Protocol of the Session on September 12, 2008

Lassen Sie mich zum Schluss noch etwas zur Auseinandersetzung mit dem Rechtsextremismus sagen. Wir haben in den letzten Jahren in dieser Frage immer den Schulterschluss aller demokratischen Kräfte gesucht, das soll auch so bleiben, ich finde das auch wichtig. Ich bin aber nach wie vor davon überzeugt, dass wir noch energischer gegen Rechtsextremismus vorgehen müssen. Wir brauchen hier im Land eine Null-Toleranz-Strategie; die beginnt in den Schulen, in den Vereinen, in den Unternehmen, im öffentlichen Raum. Wir brauchen auch gekoppelt damit eine verlässliche Finanzierung von Projekten. Sie haben das Fan-Projekt in Jena erwähnt im Sportbereich. Ich weiß das, weil ich mit denen seit Jahren persönlich im intensiven Kontakt stehe, wie oft dieses Projekt auf der Kippe gestanden hat. Ich kann mich auch noch gut daran erinnern, wie der Kollege Panse hier im Parlament erklärt hat, dass die Landesfinanzierung dafür ja gar nicht notwendig sei. Also meine Bitte, für Verlässlichkeit bei solchen wichtigen Projekten sorgen, damit die nicht jedes Jahr zittern müs

sen, ob sie es gerade noch mal hinkriegen oder ob das Projekt eingestellt werden muss.

(Beifall SPD)

Herr Panse, ich weiß, getroffene Hunde bellen. Das ist auch in diesem Fall offensichtlich so.

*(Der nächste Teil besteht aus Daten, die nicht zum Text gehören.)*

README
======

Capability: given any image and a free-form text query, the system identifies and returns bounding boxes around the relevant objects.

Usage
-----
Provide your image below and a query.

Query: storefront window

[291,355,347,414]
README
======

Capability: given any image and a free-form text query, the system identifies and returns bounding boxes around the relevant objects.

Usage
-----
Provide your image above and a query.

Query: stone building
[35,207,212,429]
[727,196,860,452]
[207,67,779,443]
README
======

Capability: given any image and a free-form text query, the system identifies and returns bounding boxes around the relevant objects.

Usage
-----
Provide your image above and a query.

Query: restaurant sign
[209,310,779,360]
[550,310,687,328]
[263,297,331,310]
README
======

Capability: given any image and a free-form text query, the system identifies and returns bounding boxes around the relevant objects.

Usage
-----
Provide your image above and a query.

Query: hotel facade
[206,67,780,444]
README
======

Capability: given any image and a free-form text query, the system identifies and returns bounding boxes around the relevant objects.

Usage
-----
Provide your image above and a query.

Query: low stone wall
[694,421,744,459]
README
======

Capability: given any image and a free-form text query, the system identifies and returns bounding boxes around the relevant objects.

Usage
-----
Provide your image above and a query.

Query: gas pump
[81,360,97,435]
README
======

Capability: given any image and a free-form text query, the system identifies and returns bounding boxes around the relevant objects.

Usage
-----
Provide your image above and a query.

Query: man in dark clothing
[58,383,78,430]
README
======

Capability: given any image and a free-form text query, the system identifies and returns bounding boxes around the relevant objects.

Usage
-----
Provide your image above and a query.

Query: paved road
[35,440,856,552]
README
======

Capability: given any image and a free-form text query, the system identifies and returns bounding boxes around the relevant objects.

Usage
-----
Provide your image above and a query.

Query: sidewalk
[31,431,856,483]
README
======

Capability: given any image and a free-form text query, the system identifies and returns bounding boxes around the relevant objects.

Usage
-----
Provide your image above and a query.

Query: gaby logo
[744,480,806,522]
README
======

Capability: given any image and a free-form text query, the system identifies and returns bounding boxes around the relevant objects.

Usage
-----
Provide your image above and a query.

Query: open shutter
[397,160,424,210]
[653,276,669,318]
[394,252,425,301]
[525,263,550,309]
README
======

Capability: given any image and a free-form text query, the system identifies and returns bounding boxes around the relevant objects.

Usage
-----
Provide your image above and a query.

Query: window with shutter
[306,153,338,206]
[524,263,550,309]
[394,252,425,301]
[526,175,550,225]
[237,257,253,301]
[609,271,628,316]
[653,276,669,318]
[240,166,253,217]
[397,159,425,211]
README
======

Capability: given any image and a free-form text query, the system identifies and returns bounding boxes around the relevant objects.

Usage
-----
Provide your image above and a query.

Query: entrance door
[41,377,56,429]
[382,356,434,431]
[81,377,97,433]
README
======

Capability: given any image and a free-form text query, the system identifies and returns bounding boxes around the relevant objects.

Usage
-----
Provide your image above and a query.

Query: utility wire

(Zwischenruf Abg. Panse, CDU: Ja, ja, Sie wollten in den Aufsichtsrat!)

Frau Lieberknecht, Sie haben Altenburg erwähnt und gesagt, dass das von der NPD organisierte sogenannte Fest der Völker den entschiedenen Widerspruch aller Demokraten erfordert - volle Zustimmung von meiner Seite. Ich sage aber auch ganz offen: Morgen können das alle praktisch zeigen.

(Beifall SPD)

Ich finde, es wäre gut, wenn der Ministerpräsident und einige Kabinettskollegen morgen auch in Altenburg Gesicht zeigen.

(Beifall DIE LINKE, SPD)

Ich persönlich werde da sein und ich weiß auch eine ganze Reihe von Kolleginnen und Kollegen hier aus dem Haus und ich würde mich freuen, wenn auch Kabinettskollegen in Altenburg dabei sind. Jena hat es geschafft, mit einem breiten Bündnis aller demokratischen Kräfte, mit einem sehr breiten Bündnis aller demokratischen Kräfte den Aufmarsch der NPD, der ja im vorigen Jahr noch in Jena stattfand, aus dieser Stadt zu vertreiben. Die NPD hat sich jetzt Altenburg ausgesucht. Ich finde, wir sollten alle Anstrengungen gemeinsam unternehmen, damit auch Altenburg die Kraft aufbringt, gemeinsam mit uns dafür zu sorgen, dass die NPD kein Fest der Völker dort wieder anmelden kann, weil klar wird, dort ist kein Platz für Rechtsextreme.

(Beifall DIE LINKE, SPD)

Im nächsten Jahr stehen Wahlen an, das ist ja kein Geheimnis, dann werden Rechtsextreme versuchen, in die Parlamente zu kommen. Eine hohe Wahlbeteiligung demokratischer Wähler ist der beste Schutz davor, dass Rechtsextreme den Sprung in die Parlamente schaffen. Deshalb finde ich es nach wie vor sinnvoll, da, wo möglich, auch Wahlen zu bündeln und ich appelliere noch einmal an die Landesregierung, Sie haben ja noch keine endgültige Entscheidung getroffen, wie ich gehört habe: Legen Sie die Landtagswahlen mit der Bundestagswahl zusammen, sorgen Sie so dafür, dass wir eine möglichst hohe Wahlbeteiligung haben und eine gute Chance, Rechtsextreme aus diesem Landtag herauszuhalten.

(Beifall SPD)

Frau Ministerin Lieberknecht, Regierungserklärung bedeutet nach meinem Verständnis, dass die Regierung ihre Vorhaben erklärt. Sie haben uns heute in weiten Passagen die Welt erklärt, vom Mittelalter bis zum Grundgesetz war alles dabei. Das ist nicht schlecht, aber wenig wurde gesagt über ganz konkrete Vorhaben, die Sie noch in dieser Legislaturperiode umsetzen wollen, da blieb es sehr wolkig und nebulös. Deshalb, glaube ich, ist wieder einmal mit einer Regierungserklärung klar geworden, aus der Regierung Althaus kommen keine wirklich wesentlichen Impulse mehr für dieses Land.

(Beifall SPD)

Sie sitzen die Zeit bis zum Ende der Legislaturperiode ab und damit das nicht auffällt, werden Luftschlösser wie die Bürgerversicherung, nein, wie das Bürgergeld

(Zwischenruf Abg. Mohring, CDU: Ge- nau, Bürgerversicherung ist ein Luft- schloss.)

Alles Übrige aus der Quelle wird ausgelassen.